Now, Dr. Jones has one more award to add to his repertoire. 

After Hicks’s introduction, Dr. Jones took the stage to be presented with a Presidential Lifetime Achievement award, signed by President Joe Biden and Vice President Kamala Harris. 

“I’m extremely pleased to be honored in this manner in my hometown of Nashville. Thank you so very much for this wonderful museum we have in our city,” Dr. Jones said after taking the stage. “I’m so proud to be a part of this wonderful museum.” 

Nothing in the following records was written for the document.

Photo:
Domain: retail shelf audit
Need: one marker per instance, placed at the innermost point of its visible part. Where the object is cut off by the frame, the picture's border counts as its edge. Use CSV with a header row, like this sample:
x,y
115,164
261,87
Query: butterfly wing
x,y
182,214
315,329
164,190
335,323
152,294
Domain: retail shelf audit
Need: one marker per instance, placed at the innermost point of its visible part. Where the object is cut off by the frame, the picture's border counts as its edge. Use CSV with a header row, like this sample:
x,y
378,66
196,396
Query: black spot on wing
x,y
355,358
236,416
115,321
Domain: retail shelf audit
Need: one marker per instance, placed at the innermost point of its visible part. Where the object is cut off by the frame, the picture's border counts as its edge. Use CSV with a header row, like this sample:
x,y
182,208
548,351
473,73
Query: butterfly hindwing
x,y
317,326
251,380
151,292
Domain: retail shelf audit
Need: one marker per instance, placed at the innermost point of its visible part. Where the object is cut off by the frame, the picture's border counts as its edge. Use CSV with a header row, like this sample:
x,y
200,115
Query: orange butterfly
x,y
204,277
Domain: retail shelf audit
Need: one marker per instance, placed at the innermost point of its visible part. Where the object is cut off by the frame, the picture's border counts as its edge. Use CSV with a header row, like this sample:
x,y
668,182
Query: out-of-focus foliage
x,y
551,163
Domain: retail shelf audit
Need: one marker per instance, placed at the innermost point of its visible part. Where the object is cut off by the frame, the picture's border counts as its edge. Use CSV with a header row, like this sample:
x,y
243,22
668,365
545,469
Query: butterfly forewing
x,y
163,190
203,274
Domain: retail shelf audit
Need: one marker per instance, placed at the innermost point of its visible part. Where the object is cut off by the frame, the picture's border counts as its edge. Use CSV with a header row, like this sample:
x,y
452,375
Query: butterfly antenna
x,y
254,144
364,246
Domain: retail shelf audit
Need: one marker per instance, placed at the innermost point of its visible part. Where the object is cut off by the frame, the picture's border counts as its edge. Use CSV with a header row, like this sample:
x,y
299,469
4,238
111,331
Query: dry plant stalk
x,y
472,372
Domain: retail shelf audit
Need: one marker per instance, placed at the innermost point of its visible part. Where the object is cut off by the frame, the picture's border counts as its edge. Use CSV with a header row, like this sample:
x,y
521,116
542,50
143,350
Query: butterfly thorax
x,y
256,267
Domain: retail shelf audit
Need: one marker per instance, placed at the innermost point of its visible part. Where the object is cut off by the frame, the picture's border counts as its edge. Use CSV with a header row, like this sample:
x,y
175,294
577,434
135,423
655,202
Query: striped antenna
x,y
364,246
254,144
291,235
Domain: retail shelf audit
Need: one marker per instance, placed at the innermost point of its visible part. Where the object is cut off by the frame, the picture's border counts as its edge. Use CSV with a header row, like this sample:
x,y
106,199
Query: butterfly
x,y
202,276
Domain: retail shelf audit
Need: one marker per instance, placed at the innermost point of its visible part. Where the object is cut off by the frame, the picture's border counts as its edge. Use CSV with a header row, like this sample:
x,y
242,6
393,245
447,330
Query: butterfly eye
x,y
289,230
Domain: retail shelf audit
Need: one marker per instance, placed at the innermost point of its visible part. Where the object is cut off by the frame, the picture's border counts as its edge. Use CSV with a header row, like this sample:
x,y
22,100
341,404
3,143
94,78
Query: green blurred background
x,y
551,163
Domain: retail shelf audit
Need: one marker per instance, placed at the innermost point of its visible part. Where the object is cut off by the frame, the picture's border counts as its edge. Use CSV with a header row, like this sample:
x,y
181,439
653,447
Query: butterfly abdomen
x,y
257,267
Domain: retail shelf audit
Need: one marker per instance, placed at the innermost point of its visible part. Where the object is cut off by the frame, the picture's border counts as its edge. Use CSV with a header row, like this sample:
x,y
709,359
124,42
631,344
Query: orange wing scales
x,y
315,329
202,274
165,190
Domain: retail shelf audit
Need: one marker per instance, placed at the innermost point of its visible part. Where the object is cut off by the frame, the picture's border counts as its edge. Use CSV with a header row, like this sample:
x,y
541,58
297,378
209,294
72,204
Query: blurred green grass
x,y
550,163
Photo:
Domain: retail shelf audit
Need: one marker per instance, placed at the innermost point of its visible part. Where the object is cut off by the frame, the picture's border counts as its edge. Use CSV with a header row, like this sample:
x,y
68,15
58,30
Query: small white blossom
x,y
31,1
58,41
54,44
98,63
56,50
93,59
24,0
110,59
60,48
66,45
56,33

At the end of the event, the exhibit was unveiled: Four glass panels with various artifacts from Dr. Jones’s life behind them, symbolizing different points in his journey. Among them was a showcase of awards, including Dr. Jones’ Grammy.®

But alongside his various radio shows, awards, and TV programs, Dr. Jones has also spent a significant amount of time using his platform to uplift local Black artists. One such artist is Alysha Nesbitt, a singer for Nashville Opera. After winning a national singing competition over a year ago, Nesbitt not only saw herself presented with a scholarship by Dr. Jones, but was also invited on one of his shows. At one point, Dr. Jones even spoke about Nesbitt after a performance without her knowing prior that he was there.

“He spoke positive words about me before I even realized I had something at one of the biggest turning points in my life.” 

Some might argue that after decades of hard work Dr. Jones deserves a comfortable retirement.

But at 84 years old, he shows no signs of slowing down anytime soon.